I cried for the rest of the rehearsal and all the way home. I had met people who didn’t believe in God, but to know that He is there… and to believe that He hates you? That sounded much more painful than anything she could have done to her shoulder. She apologized to me the next day and said that she had felt bad the entire time she had been in the Emergency Room, and I realized that perhaps the Lord was simply giving me a potential missionary experience. I felt prompted to give her a copy of my book. Strangely, for the last few weeks I’ve been carrying a copy of Watching Cookies in the Oven in my backpack. I asked her to read it and give me feedback after our performance on Saturday. We’ll see what happens.

At the same time, I realized that at least a few of the other cast members simply lived different lives. One of them got a call from his bishop asking if he was still planning to bless his newborn at Church… and I realized that I had passed judgment on some of them based on only a few things in their lives – their language and their conversation topics. Since some of them swore and chose somewhat crude topics, I assumed that they couldn’t be active members of the Church. That they could be has made me re-evaluate how I look at the people around me.
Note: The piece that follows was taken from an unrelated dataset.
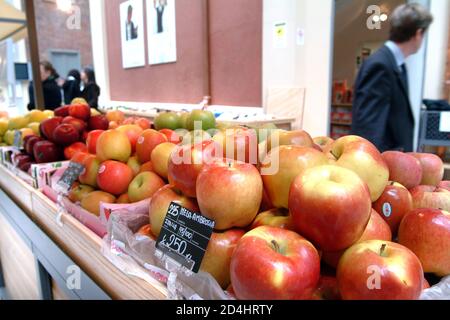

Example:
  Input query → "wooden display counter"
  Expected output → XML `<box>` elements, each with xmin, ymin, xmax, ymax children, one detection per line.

<box><xmin>0</xmin><ymin>164</ymin><xmax>168</xmax><ymax>300</ymax></box>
I’ll admit that I’m probably over zealous when it comes to the Church. I feel left out when I’m not involved in the planning, publicity, or at least the preparation of every major activity that comes around, and I attend two different wards and hold callings in both of them (close to 10 hours of meetings each Sunday). I volunteer close to 30 hours each week at the Provo Missionary Training Center. I’m not willing to use any type of overly passionate language – whether it’s a “real” swear or not, I actually read the Sunday school and Priesthood lessons before Church, and my idea of a great date is to do something simple, then have a long gospel conversation.

For some reason I thought that people were either as passionate as I was… or lacked passion for the gospel entirely. And while true commitment is black and white, there are so many people in the world who are struggling – people who want the blessings of keeping the commandments of God, but who, for one reason or another, can’t seem to break bad habits. They struggle with swearing, or road rage, or keeping the Word of Wisdom… but, deep down inside, they know the truth and just need some help remembering.

In reality, all of us struggle as we travel the pathway of righteousness. Only Christ lived a perfect life, which means that each of us has turned away from the path, even when we knew what was right. But we can each also press forward, leaving behind our trials, our temptations, and our sins. We can become better each passing day.

I don’t know what I will do at the Pirates of Penzance to be a better missionary, but I know that, if I am willing to follow the guidance of the Spirit, He will help me to become a better person and to influence the people around me. My challenge for you this week: first, identify and work on one of your own personal weaknesses. What is something that you do that would cause an outsider to doubt your faith? Second, lay aside the flaws you see in someone close to you, and try to see him or her as a struggling child of God who needs your help. I promise that as you strive to bless the lives of others, the Lord will tell you what to say and do to help them come unto Christ.